An FSU faculty member since 1976, Standley is recognized throughout the United States as the foremost authority on medical music therapy.
2005-06 Robert O. Lawton Distinguished Professor of Music
Jayne M. Standley, a longtime researcher and professor in Florida State University School of Music, is the 2005-2006 Robert O. Lawton Distinguished Professor, the Florida State University's highest faculty honor.
Her pioneering work in the field of medical music therapy has led to new techniques for treating premature babies.
An FSU faculty member since 1976, Standley is recognized throughout the United States as the foremost authority on medical music therapy. Researching the effect of music on premature babies, or "preemies," she found that they increased their suckling rates 2.5 times when exposed to music, thus helping to increase their weight. (Preemies often experience delayed proficiencies in learning to nurse from either breast or bottle.)

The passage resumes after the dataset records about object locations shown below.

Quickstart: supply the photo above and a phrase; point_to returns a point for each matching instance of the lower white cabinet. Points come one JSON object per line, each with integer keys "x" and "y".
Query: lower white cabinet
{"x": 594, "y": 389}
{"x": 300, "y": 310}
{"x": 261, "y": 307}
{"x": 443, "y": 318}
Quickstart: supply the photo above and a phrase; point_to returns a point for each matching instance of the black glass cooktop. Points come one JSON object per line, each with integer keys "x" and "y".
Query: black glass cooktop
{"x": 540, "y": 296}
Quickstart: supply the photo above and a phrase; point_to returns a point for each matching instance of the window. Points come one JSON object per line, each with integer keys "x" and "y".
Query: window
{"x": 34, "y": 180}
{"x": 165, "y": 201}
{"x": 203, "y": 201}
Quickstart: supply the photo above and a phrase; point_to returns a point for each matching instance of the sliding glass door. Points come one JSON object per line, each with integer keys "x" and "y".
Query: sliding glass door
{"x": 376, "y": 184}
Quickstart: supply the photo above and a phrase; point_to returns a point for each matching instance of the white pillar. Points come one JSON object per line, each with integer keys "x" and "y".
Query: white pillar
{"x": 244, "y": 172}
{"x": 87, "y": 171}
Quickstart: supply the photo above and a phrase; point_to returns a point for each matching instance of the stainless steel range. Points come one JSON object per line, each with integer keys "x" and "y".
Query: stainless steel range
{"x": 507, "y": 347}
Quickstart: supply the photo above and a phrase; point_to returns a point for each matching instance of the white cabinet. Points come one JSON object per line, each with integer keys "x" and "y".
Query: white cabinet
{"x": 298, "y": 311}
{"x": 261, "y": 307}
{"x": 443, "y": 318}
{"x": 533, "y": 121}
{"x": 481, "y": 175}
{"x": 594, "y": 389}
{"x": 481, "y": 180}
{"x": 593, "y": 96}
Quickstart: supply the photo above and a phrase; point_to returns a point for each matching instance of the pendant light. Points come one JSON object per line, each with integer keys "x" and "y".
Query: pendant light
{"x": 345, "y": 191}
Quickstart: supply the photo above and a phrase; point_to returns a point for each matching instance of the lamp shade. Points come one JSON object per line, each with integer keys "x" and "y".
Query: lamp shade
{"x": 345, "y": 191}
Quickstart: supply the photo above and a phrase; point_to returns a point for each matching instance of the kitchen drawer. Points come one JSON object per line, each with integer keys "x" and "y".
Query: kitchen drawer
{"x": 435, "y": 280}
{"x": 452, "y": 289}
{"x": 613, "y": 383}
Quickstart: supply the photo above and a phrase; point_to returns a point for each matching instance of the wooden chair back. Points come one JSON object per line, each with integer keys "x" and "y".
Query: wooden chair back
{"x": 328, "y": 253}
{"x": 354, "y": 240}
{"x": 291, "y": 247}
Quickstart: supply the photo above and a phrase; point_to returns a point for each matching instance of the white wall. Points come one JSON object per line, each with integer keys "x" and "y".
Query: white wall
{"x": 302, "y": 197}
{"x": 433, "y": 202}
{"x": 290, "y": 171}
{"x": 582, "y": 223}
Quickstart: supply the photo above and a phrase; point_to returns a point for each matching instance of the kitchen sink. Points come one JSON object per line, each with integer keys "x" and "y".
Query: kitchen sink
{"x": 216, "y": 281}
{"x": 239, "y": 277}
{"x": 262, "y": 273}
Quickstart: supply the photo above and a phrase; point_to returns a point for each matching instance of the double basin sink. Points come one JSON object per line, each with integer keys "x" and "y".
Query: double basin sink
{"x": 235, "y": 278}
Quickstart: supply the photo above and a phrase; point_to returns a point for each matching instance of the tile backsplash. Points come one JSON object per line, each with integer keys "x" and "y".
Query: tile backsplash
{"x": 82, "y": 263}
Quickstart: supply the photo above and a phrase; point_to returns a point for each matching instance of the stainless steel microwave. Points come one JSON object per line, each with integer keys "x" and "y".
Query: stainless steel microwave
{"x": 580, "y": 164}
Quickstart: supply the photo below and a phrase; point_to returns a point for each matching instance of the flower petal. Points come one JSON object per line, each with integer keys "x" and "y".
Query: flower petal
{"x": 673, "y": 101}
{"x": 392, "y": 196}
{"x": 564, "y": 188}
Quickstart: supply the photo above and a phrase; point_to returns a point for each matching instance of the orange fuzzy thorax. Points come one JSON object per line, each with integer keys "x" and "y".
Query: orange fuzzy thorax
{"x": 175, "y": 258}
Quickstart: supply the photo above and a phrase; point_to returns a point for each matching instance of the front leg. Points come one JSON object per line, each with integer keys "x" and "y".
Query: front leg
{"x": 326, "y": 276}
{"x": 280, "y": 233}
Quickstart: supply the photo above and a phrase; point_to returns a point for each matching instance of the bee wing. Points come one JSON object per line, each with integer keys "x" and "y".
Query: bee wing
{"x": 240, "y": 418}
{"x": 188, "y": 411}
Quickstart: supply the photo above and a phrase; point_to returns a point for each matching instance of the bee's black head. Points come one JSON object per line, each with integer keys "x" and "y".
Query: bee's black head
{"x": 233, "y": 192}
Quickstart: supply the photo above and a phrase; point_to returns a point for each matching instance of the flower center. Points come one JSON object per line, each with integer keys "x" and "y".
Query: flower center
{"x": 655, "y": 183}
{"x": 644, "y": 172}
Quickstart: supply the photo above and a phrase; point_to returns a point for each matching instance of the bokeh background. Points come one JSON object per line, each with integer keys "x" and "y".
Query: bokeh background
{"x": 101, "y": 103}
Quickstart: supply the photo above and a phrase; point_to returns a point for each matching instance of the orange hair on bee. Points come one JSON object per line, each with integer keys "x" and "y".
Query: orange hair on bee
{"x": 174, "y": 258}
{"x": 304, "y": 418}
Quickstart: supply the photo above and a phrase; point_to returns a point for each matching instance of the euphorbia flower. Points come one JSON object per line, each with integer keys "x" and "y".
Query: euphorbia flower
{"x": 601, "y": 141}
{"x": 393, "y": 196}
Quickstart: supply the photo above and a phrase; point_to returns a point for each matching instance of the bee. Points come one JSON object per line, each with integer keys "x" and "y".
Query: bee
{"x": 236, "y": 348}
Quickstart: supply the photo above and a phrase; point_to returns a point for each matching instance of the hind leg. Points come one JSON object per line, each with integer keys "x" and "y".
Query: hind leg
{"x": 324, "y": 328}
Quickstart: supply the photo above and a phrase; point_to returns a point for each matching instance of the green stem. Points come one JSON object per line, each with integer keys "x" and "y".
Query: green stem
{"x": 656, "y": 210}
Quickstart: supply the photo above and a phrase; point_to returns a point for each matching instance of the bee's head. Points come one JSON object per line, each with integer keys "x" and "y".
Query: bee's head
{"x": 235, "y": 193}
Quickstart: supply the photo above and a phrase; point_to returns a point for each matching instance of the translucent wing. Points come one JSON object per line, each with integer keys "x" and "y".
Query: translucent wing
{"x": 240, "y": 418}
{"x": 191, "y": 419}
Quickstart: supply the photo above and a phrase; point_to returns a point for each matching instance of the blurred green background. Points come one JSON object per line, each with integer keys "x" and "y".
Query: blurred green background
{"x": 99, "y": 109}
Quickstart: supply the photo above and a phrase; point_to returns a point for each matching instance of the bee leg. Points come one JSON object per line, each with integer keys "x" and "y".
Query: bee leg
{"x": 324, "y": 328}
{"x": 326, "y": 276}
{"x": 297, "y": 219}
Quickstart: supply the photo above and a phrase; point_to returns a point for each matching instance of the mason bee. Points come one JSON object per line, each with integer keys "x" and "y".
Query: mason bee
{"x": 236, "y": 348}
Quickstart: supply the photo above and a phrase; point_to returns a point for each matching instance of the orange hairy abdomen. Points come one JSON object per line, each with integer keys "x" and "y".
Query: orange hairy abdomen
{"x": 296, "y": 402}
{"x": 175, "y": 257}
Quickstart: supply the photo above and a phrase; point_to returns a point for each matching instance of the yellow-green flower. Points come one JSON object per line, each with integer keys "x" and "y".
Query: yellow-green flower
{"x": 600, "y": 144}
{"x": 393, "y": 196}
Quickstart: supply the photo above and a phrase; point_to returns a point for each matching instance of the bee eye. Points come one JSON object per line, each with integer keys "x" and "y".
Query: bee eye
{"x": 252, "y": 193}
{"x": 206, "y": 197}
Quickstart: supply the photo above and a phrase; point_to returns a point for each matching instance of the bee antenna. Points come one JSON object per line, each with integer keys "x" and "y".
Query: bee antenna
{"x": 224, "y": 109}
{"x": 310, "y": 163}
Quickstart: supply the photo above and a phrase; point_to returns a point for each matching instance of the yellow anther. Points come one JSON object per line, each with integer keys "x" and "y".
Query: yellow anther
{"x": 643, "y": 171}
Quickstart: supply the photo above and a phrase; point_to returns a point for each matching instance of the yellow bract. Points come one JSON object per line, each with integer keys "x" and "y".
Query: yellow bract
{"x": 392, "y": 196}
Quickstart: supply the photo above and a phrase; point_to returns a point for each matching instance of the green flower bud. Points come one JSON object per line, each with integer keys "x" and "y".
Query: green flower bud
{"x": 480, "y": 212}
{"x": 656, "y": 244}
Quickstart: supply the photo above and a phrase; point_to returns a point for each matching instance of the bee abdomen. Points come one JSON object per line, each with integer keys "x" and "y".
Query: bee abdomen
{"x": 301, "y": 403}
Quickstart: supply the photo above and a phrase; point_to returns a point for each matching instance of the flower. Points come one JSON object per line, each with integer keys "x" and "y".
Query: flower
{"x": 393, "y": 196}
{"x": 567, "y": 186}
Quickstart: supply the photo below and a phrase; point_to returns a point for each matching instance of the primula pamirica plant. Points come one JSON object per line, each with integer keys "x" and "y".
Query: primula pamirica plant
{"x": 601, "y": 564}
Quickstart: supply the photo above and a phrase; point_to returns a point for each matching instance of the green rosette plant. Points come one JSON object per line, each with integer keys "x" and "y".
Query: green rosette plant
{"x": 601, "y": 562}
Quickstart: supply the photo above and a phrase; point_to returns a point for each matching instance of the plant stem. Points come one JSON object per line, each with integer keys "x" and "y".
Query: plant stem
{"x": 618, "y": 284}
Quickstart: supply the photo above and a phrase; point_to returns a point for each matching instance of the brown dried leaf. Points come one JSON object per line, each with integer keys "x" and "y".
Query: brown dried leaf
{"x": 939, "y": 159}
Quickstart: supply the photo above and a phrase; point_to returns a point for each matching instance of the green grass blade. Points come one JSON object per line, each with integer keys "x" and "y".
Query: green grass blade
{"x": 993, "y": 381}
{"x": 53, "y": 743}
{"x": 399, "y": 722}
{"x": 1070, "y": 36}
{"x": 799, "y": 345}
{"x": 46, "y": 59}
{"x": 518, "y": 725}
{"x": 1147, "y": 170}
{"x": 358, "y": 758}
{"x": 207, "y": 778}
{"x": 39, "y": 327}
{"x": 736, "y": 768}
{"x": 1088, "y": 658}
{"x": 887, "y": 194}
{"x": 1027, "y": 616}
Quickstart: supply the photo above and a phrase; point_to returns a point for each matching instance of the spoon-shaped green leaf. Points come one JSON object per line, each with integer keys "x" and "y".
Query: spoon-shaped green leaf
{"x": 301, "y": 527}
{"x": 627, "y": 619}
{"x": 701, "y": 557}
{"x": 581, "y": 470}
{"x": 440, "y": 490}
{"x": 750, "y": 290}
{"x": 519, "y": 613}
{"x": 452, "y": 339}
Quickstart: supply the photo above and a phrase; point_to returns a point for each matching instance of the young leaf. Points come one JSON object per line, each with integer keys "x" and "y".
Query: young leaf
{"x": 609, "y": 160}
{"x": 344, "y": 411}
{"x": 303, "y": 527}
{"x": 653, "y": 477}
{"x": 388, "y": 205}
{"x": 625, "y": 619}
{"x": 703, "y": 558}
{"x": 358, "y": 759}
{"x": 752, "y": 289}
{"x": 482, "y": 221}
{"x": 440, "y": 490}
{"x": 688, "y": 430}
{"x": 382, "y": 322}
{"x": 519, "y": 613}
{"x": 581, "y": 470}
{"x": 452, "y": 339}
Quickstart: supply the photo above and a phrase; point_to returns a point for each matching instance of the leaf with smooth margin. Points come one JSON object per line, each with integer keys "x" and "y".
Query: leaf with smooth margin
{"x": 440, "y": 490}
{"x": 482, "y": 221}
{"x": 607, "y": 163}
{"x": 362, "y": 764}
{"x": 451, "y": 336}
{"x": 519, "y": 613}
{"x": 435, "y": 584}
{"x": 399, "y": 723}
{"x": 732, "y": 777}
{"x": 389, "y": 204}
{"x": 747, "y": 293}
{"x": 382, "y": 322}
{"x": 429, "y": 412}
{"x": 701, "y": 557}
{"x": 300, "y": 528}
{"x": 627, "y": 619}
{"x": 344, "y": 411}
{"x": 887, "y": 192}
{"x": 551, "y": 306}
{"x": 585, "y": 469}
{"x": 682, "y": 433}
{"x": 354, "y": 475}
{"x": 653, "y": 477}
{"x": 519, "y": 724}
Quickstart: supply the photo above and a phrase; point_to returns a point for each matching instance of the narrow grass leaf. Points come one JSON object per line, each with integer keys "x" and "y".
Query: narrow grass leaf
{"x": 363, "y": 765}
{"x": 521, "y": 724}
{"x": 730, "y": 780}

Her research led Standley to develop a musical pacifier device that has received a U.S. patent and been approved by the U.S. Food and Drug Administration. Standley's work with preemies also led to the establishment of most of the musical protocols used in hospital neonatal units today.
Standley has said, "The opportunity over the last 10 years to explore my research with premature infants and medical music therapy has been exciting and deeply satisfying." She added, "I owe a great debt of gratitude to the innovative FSU partnership with Tallahassee Memorial Hospital (TMH) and to its outstanding medical staff."
Aimed specifically at addressing a long-standing problem among premature infants—delayed proficiencies in learning to suck from either breast or bottle—Standley's musical pacifier has demonstrated what she calls "amazing" results in repeated tests done at TMH. The device delivers music reinforcement each time a premature infant sucks a specially wired pacifier. Infants thus learn to suck along with reassuring sounds of CD-based lullabies (all recorded by female performers) while worried mothers and care-givers get pacified at the same time.
"Under Jayne's leadership, the music therapy program at FSU has become one of the top three programs in the country, attracting students from all over the world, and one that has become highly respected in the medical as well as music communities," said School of Music Dean, Jon Piersol.
In addition to her research activities, Standley has directed and mentored nearly 200 graduate students in their research efforts. For more than 25 years, students from FSU have presented original research at the American Music Therapy Association's annual conference. Because of her participation and that of her students and former students, FSU has had a greater presence in the music therapy research community than any other university in the country.
Standley's longstanding commitment to FSU is demonstrated by the fact that she has served for many years on the Faculty Senate, and was chairwoman of the Graduate Policy Committee for nearly two decades.
The Robert O. Lawton Distinguished Professor award is named in honor of the late Vice President for Academic Affairs Robert O. Lawton. A longtime and highly esteemed member of the FSU faculty, he died in 1980.